Administration ‘’zéro papier’’ à l’horizon 2030 / 700 services numériques coordonnés en trois ans

Réunis les 3 et 4 septembre à Abidjan, représentants des ministères, ingénieurs et partenaires au développement travaillent à la priorisation des services publics à dématérialiser. À la clé 700 services numériques coordonnés dans les trois prochaines années et une administration « zéro papier » à l’horizon 2030.

La Côte d’Ivoire veut franchir un nouveau cap dans la digitalisation de son administration. Ouvert le jeudi 3 septembre 2026 à l’Hôtel Radisson Blu Abidjan Airport, l’atelier national de priorisation des services publics numériques réunit pendant deux jours des représentants de la plupart des ministères, des ingénieurs ainsi que des partenaires techniques et financiers.

L’objectif est de déterminer les services publics à numériser en priorité, en privilégiant ceux qui répondent aux besoins les plus concrets des citoyens et des entreprises. Une approche qui entend rompre avec la logique consistant à multiplier les plateformes sans toujours les faire communiquer entre elles.

Mutualiser les acquis

Porté par le ministère de la Transition numérique et de l’Innovation technologique (MTNIT) et la Société nationale de développement informatique (SNDI), sous l’égide du ministère de la Fonction publique, l’atelier doit permettre de capitaliser sur les dispositifs déjà opérationnels, notamment les téléprocédures fiscales et douanières, les guichets uniques et le registre national des personnes physiques.
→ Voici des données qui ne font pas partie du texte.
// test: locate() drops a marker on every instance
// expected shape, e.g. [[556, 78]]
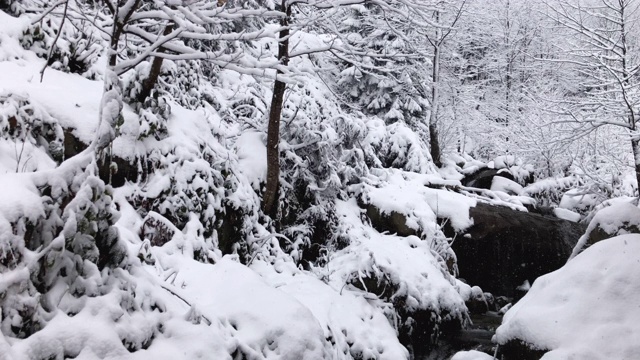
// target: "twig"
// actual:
[[186, 302], [53, 46]]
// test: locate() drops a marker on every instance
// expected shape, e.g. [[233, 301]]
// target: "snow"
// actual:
[[268, 323], [567, 214], [20, 199], [410, 196], [357, 329], [585, 310], [407, 262], [577, 200], [505, 185], [612, 220], [79, 111], [472, 355], [252, 157]]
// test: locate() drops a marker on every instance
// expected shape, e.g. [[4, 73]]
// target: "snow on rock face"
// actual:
[[252, 157], [575, 200], [19, 198], [566, 214], [356, 328], [588, 309], [267, 323], [617, 219], [505, 185], [471, 355], [409, 195]]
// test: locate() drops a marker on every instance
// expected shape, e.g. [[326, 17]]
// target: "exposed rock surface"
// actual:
[[484, 178], [505, 247]]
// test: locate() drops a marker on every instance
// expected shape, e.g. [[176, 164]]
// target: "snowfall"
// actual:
[[184, 299]]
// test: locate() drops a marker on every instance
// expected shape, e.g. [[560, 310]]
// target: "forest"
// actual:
[[319, 179]]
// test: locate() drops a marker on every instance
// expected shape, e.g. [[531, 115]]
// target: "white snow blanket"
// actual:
[[586, 310]]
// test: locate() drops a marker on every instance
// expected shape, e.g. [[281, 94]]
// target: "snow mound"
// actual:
[[409, 195], [355, 328], [505, 185], [567, 214], [617, 219], [267, 323], [252, 157], [471, 355], [403, 270], [588, 309]]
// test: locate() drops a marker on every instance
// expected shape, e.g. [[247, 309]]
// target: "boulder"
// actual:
[[618, 219], [505, 247], [483, 179], [115, 174]]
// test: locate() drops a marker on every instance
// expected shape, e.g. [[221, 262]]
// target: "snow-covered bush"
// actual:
[[28, 135]]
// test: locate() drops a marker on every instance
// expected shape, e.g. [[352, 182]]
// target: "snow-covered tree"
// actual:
[[602, 52]]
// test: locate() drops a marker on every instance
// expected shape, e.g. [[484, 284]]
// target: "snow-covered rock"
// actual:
[[585, 310], [567, 214], [618, 219]]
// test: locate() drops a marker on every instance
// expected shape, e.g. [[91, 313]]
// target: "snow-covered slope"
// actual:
[[586, 310]]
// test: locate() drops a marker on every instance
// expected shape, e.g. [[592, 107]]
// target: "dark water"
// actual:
[[476, 337]]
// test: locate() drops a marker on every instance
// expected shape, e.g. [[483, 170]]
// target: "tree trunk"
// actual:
[[149, 83], [270, 198], [434, 142], [635, 146]]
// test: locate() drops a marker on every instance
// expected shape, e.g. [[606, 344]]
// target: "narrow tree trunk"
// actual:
[[434, 142], [154, 73], [270, 198], [635, 146]]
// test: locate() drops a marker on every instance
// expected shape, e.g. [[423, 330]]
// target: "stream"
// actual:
[[476, 337]]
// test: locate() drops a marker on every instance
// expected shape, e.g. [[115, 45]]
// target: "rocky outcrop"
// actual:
[[504, 248], [483, 178], [115, 172]]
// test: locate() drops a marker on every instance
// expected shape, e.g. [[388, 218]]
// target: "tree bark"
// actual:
[[635, 146], [154, 73], [270, 198], [434, 142]]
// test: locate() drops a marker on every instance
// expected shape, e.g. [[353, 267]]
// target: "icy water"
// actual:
[[476, 337]]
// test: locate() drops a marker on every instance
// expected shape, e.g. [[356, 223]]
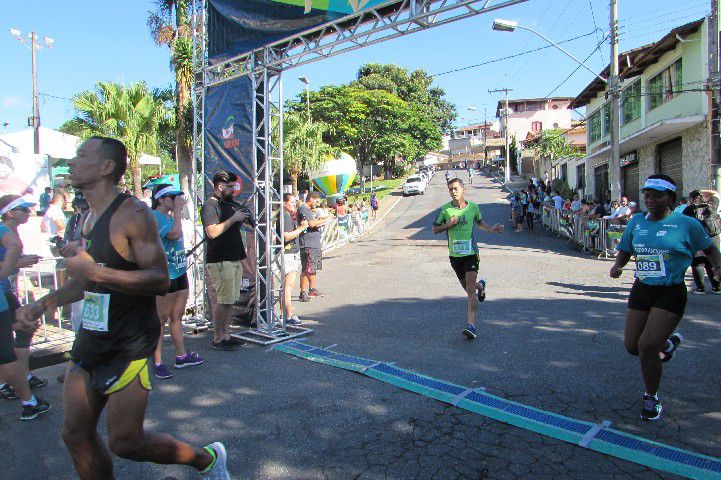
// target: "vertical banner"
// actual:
[[229, 134]]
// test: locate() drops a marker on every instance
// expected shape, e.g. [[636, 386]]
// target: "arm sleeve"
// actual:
[[440, 217], [698, 238], [209, 214], [626, 243]]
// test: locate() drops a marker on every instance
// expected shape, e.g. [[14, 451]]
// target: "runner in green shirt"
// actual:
[[457, 218]]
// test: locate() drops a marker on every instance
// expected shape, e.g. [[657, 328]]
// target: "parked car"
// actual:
[[414, 184]]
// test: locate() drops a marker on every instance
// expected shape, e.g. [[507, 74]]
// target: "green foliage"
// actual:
[[303, 146], [133, 114], [552, 144]]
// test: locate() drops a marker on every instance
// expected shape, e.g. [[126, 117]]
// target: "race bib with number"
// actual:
[[462, 247], [650, 266], [181, 262], [95, 311]]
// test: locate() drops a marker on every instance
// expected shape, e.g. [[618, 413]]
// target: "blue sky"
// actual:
[[109, 41]]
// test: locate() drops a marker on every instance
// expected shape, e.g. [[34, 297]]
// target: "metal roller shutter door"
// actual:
[[670, 163], [630, 182]]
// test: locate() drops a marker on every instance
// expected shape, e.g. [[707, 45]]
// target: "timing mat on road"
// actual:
[[598, 437]]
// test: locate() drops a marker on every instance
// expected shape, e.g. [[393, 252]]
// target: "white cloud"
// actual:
[[12, 102]]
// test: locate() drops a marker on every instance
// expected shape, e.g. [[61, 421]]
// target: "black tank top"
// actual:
[[133, 326]]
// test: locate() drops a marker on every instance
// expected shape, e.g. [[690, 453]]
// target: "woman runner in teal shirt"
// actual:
[[664, 243], [168, 203]]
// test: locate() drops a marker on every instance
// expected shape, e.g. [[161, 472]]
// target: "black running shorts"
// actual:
[[462, 265], [670, 298], [178, 284], [311, 260], [7, 350]]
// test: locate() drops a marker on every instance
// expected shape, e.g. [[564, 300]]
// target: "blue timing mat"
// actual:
[[598, 437]]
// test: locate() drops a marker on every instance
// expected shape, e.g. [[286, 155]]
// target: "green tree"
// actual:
[[374, 126], [170, 25], [133, 114], [303, 146], [415, 87]]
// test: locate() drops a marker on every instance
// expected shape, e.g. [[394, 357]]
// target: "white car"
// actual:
[[414, 184]]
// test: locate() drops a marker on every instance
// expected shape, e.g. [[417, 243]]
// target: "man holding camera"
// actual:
[[222, 218]]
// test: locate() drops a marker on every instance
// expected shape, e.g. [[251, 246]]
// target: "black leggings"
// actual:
[[698, 266]]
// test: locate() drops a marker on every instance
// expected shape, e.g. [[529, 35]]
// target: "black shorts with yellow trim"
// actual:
[[111, 377], [465, 264]]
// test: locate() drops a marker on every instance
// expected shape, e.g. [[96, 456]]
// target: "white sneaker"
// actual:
[[219, 470]]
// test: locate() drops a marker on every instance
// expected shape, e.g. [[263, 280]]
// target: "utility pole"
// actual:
[[715, 95], [614, 167], [485, 137], [507, 176]]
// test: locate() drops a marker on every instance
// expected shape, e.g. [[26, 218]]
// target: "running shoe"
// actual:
[[675, 340], [220, 468], [188, 360], [470, 331], [36, 382], [481, 290], [223, 345], [236, 342], [30, 412], [7, 392], [652, 408], [161, 371]]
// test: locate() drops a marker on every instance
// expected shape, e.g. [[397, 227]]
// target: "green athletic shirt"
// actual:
[[462, 239]]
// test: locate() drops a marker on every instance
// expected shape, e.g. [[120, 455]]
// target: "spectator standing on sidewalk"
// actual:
[[311, 254], [374, 206], [222, 218], [292, 229]]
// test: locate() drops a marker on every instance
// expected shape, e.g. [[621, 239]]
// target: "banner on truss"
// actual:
[[237, 27], [229, 134]]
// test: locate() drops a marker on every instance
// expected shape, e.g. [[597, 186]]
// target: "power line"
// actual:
[[577, 67], [496, 60]]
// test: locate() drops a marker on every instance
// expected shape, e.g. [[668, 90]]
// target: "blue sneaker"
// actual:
[[188, 360], [481, 290], [161, 371], [469, 331]]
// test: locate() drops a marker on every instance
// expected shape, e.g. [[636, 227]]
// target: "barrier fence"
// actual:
[[596, 235]]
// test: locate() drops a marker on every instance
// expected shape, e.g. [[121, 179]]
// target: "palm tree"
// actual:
[[170, 25], [303, 146], [133, 114]]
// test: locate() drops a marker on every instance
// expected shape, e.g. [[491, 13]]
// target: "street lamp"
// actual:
[[34, 45], [307, 94]]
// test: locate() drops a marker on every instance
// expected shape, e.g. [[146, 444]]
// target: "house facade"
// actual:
[[664, 116]]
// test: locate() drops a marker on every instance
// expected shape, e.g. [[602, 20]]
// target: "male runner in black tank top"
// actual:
[[117, 275]]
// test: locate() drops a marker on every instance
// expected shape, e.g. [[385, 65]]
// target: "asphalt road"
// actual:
[[551, 336]]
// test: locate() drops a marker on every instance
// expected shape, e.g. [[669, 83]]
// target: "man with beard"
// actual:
[[117, 272], [222, 218]]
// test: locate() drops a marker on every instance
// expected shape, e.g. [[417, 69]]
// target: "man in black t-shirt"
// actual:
[[222, 218], [311, 256]]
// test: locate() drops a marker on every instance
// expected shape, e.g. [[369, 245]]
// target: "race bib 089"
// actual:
[[461, 247], [95, 311], [650, 266]]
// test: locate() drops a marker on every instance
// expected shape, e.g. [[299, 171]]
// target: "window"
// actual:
[[666, 85], [631, 103], [581, 176], [594, 127], [606, 120]]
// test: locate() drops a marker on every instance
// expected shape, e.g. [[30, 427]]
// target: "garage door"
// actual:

Abidjan accélère la transformation numérique de l’administration

« L’enjeu n’est pas de multiplier les plateformes », a souligné le ministre de la Transition numérique, Djibril Ouattara, défendant une administration plus intégrée, capable de mieux organiser, connecter et réutiliser ses outils et ses données.

Trois piliers pour un État numérique

Les travaux s’articulent autour de trois infrastructures communes : une identité numérique unique, une couche d’interopérabilité pour faciliter les échanges sécurisés de données entre administrations et un inventaire des infrastructures publiques existantes.

La SNDI, opérateur informatique de l’État depuis 1999, doit jouer un rôle central dans cette architecture. Son directeur général, Nongolougo Soro, résume la philosophie du projet « la valeur naît de la connexion ».

700 services d’ici trois ans

À court terme, les participants doivent dégager un premier portefeuille d’une centaine de services prioritaires. Le gouvernement vise ensuite 700 services numériques coordonnés et à fort impact dans les trois prochaines années, avec l’ambition d’atteindre une administration « zéro papier » à l’horizon 2030.

À travers cette feuille de route, Abidjan entend ainsi passer d’une juxtaposition de solutions numériques à un véritable écosystème public interconnecté, avec pour priorité affichée la simplification des démarches pour l’usager.